"Now, I was alone with Greyle for awhile that evening," continued Addie. "It was while my father was getting some food downstairs. Greyle said to me that he knew he was dying, and he gave me a pocket-book in which he said all his papers were: he said I could give it to my father. I believe he became unconscious soon after that; anyway, he never mentioned that pocket-book to my father. Neither did I. But after Greyle was dead I examined its contents carefully. And when I was in London at the end of the week, I showed them to—my husband."
Addie again paused, and at least two of the men glanced at each other with a look of surmise. Her—husband! "Who the—"
"The fact is," she went on suddenly, "Captain Andrius is my husband. But nobody knew that—not even my own father.
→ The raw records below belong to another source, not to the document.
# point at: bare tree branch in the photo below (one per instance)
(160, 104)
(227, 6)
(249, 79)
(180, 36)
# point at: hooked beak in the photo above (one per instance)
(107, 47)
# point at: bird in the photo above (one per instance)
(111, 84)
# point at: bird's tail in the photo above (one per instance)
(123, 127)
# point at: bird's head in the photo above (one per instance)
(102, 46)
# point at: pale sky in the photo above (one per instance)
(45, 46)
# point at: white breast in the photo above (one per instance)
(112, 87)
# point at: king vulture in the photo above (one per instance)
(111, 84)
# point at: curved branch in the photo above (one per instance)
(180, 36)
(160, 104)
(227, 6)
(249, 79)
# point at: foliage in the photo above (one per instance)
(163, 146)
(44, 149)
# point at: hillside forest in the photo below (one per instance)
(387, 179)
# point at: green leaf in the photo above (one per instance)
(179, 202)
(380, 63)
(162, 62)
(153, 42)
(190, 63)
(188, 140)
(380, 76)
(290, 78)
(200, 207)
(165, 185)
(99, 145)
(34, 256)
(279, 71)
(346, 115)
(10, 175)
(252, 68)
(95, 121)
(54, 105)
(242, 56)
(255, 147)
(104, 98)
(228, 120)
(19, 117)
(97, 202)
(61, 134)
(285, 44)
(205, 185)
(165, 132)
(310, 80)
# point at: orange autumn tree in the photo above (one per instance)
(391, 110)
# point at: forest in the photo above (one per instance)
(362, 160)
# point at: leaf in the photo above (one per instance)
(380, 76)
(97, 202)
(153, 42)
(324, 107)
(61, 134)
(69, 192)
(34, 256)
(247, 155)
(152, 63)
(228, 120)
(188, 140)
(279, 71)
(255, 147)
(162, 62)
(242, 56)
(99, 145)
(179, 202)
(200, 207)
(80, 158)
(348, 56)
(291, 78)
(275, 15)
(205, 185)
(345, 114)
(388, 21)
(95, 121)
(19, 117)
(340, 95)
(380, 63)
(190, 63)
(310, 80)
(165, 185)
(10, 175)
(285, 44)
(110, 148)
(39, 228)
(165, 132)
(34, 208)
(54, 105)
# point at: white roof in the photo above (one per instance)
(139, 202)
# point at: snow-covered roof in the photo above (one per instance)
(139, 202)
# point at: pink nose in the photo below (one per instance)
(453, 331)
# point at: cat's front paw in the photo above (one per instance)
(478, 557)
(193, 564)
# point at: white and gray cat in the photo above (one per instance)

We've been married three years—I met him when I was crossing over to America once. We got married—we kept the marriage secret for reasons of our own. Well, he met me in London the Sunday after Greyle's death, and I showed him the papers which were in Greyle's pocket-book. And—now this, of course, was where it was very wicked in me—and him—though we've tried to make up for it today, anyhow—we fixed up what I suppose you two gentlemen would call a conspiracy. My husband had a brother, an actor—not up to much, nor of much experience—who had been brought up in the States and who was then in town, doing nothing. We took him into confidence, coached him up in everything, furnished him with all the papers in the pocket-book, and resolved to pass him off as the real Marston Greyle."
Mr. Petherton stirred angrily in his chair and turned a protesting face on Sir Cresswell.
"Apart from being irregular," he exclaimed, "this is altogether outrageous! This woman is openly boasting of conspiracy and—"
"You're wrong!" said Addie. "I'm not boasting—I'm explaining. You ought to be obliged to me. And—"
"If Mrs. Andrius—to give the lady her real name—cares to unburden her secrets to us, I really don't see why we shouldn't listen to them, Mr. Petherton," observed Vickers. "It simplifies matters greatly."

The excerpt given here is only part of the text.